Just my $0.02 based on personal experience with Knet and Flux over the past 4 months.
A bit of background: I started learning Julia ~5 months ago. No previous expertise with deep-learning / NNs, but a lot of experience with ML in general based on R. Probably about 6 years of intensive programming experience with R (developing packages, etc). About ~3-4 months ago I started experimenting with deep learning using Julia. The choice was to either use Python or Julia (R until recently had little to offer). I chose Julia and have been going back and forth between Knet and Flux, probably 50/50. Both have their own advantages, but I think neither is production ready. With much regret I must say that I wish I had chosen Python and am now in the process of slowly transitioning to PyTorch.

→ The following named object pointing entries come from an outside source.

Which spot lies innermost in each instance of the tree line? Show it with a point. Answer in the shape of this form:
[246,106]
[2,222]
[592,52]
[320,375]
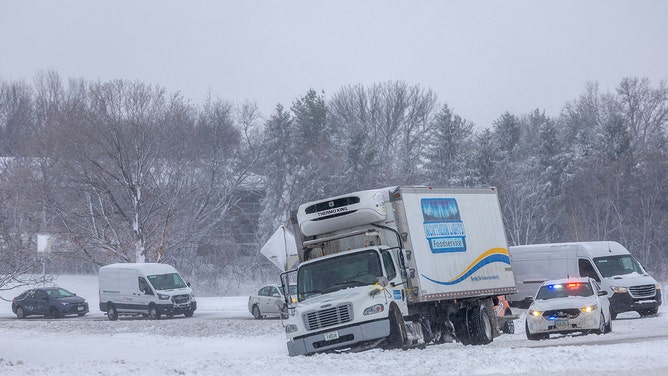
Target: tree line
[123,171]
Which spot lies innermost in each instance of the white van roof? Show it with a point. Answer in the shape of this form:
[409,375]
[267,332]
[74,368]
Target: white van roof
[595,249]
[146,268]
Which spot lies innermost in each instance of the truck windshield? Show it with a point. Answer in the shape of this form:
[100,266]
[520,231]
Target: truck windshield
[166,281]
[611,266]
[332,274]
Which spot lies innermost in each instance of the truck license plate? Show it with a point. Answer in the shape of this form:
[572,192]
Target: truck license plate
[331,336]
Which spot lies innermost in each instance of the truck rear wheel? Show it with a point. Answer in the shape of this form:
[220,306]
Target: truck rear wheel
[398,336]
[481,331]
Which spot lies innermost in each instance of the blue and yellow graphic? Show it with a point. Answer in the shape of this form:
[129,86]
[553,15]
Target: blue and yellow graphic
[490,256]
[443,226]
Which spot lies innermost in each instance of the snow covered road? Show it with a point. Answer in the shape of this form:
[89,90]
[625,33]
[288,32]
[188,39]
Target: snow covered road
[223,339]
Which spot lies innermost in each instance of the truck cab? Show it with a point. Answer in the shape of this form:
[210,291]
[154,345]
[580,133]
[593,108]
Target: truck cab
[338,290]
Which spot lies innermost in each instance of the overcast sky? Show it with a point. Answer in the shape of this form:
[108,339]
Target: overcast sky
[482,58]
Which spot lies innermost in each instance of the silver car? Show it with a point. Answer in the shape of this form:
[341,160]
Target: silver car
[269,301]
[568,305]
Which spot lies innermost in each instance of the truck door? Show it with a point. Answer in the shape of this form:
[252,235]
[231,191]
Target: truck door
[392,268]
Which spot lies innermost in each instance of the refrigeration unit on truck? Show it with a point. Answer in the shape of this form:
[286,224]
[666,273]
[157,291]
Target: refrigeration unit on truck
[397,267]
[629,286]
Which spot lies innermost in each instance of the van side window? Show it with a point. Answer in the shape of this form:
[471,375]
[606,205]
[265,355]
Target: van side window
[143,286]
[587,269]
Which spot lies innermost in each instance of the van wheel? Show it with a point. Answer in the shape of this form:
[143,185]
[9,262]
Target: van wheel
[112,313]
[153,313]
[256,312]
[601,325]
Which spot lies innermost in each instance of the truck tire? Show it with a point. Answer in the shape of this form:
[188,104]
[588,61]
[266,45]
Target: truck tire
[481,331]
[398,337]
[461,324]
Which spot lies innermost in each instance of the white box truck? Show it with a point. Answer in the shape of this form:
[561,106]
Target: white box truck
[397,267]
[629,286]
[148,289]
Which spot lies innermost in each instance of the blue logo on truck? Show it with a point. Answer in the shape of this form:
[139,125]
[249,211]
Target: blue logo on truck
[443,226]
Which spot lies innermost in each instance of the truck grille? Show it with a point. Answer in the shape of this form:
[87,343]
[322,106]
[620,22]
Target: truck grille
[328,317]
[644,291]
[180,299]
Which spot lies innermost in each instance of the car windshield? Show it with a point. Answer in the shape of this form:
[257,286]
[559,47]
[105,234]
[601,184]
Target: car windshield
[166,281]
[59,293]
[562,290]
[332,274]
[611,266]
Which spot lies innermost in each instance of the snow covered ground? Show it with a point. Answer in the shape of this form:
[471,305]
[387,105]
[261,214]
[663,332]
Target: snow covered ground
[223,339]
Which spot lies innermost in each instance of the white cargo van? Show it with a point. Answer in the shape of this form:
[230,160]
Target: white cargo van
[149,289]
[629,286]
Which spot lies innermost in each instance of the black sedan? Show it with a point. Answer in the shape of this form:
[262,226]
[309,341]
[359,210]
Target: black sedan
[55,302]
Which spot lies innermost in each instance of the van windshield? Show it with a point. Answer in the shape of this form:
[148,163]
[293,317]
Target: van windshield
[611,266]
[166,281]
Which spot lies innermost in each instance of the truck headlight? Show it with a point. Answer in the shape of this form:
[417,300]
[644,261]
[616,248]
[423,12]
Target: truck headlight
[589,309]
[535,313]
[290,328]
[618,289]
[376,308]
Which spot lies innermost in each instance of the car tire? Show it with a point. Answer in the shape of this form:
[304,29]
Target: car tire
[112,313]
[648,312]
[256,312]
[481,331]
[509,325]
[153,313]
[536,336]
[55,313]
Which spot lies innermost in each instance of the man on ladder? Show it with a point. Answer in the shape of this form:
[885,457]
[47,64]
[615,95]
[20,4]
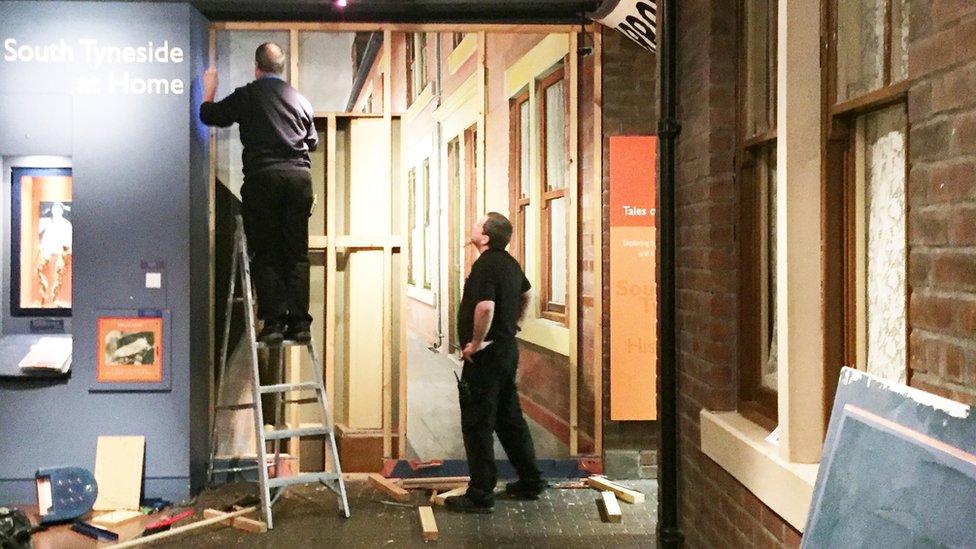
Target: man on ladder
[278,131]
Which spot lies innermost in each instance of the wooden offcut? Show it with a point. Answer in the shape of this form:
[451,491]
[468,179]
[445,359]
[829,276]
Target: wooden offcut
[427,523]
[118,472]
[625,494]
[240,523]
[388,486]
[608,507]
[439,498]
[186,528]
[434,482]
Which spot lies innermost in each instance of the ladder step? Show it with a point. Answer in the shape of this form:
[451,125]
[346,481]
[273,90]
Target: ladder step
[300,432]
[236,469]
[244,406]
[285,343]
[284,387]
[304,478]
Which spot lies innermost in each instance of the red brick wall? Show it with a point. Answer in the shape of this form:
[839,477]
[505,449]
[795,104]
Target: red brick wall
[715,509]
[942,198]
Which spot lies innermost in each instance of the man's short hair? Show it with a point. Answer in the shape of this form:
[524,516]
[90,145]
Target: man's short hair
[270,58]
[499,230]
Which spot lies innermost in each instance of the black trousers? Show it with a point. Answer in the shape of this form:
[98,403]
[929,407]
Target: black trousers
[276,208]
[489,404]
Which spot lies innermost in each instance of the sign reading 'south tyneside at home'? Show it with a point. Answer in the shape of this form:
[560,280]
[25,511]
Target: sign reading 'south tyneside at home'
[635,18]
[633,292]
[102,68]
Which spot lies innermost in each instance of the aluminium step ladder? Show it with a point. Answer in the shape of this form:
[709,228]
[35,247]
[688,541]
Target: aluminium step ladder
[240,266]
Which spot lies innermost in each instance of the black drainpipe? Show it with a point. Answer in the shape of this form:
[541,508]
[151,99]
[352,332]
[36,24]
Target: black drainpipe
[365,65]
[669,533]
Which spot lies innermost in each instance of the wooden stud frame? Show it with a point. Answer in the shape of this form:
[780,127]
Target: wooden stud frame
[572,250]
[332,245]
[756,402]
[597,223]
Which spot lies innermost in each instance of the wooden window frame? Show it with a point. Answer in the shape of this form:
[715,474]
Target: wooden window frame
[456,38]
[416,58]
[411,223]
[756,402]
[519,202]
[839,238]
[549,310]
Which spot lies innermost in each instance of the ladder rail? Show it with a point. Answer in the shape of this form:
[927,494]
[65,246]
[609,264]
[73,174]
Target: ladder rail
[222,368]
[256,377]
[327,420]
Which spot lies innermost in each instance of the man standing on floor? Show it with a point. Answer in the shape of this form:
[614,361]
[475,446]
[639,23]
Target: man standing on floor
[492,305]
[277,131]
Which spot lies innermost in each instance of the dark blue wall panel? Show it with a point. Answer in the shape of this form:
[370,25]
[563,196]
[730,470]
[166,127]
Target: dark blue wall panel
[140,183]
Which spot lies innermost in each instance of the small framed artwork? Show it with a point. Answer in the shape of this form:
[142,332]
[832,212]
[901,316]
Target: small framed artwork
[41,242]
[131,351]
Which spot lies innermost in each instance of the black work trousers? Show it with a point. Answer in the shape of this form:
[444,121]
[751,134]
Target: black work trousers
[489,404]
[276,207]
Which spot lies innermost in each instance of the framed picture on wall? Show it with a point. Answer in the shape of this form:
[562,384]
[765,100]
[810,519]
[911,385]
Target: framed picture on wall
[41,242]
[131,351]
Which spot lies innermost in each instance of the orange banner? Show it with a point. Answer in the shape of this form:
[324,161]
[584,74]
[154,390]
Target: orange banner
[633,290]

Flux: While I absolutely love the beauty and simplicity of Flux, it is not a production ready library. Hopefully it can get there one day, but I think its years away. The main problem is optimization over GPUs: with Flux it is virtually non-existent.The moment you try to use custom losses (i.e., those not included in standard examples), you are going to run into major issues. Since most of actual deep learning requires GPUs, well, you are in trouble.
Just for fun, try using Flux on GPU with a custom loss that takes something to a power > 2.0, i.e., x^3.0 or x^5.0. Good luck with that. How about a loss that requires you to simulate from some non-uniform distribution, i.e., normal? Good luck with that as well. How about using Float32 instead of Float64 (gives a big boost in performance on GPUs)? Nope, no can do. Even though these are mostly CuArrays’ issues (except for last one), it doesn’t really matter – the end story is that CuArrays is currently very lacking in terms of GPU support. Designing and optimizing GPU kernels, even with Julia magic, is a very labor intensive process (although I am no expert by any means), that’s why I say Flux is years away from being production ready. Having said that, I had a ton of fun hacking away at Flux (and continue to). Mike’s implementation is a thing of beauty, some of his Julia code is just on another level. For example, take a look at the Flux implementation of backprop with Adam optimizer – there is so much Julia magic there it hurts. Sometimes the source code can be very hard to understand (for a newbie), but its a very rewarding experience when you eventually get it.
Knet: Great library if you are trying to learn about NNs, trying to understand the design and implementation (as well as learn some Julia). Everything is low-level, down to matrices. For example, Knet’s low-level implementation of LSTMs has helped me a great deal in understanding these models. Staring and comparing Flux vs. Knet implementation of LSTMs is also super helpful. Knet is well optimized for GPUs, has a ton of examples (maybe too many) and is extensively benchmarked against Tensorflow. The problem with Knet is that it always feels like a bandaid and the code base is an absolute mess. For example, Knet uses its own implementation of the auto diff, which is just a port of the Python package. Then why not just use Python directly? Knet sort of defies the whole point of using Julia. Doing anything more advanced and custom with GPUs (beyond the basic examples) is going to get you in trouble as well. BTW, here Knet relies on its own implementation of GPU arrays, which provides a bit more support than CuArrays, but its still no enough. Try using higher-dim tensors and subsetting / slicing beyond the first index. Good luck with that. There are so many versions of Knet that it often leads to a ton of confusion. Sometimes you find support / function that is supposed to work only to discover that its no longer supported. Basically I feel like Knet is in need of a massive rewrite.
So my final suggestion would be to stick with Python, but hack around with Julia anyways, as it could be a nice learning experience.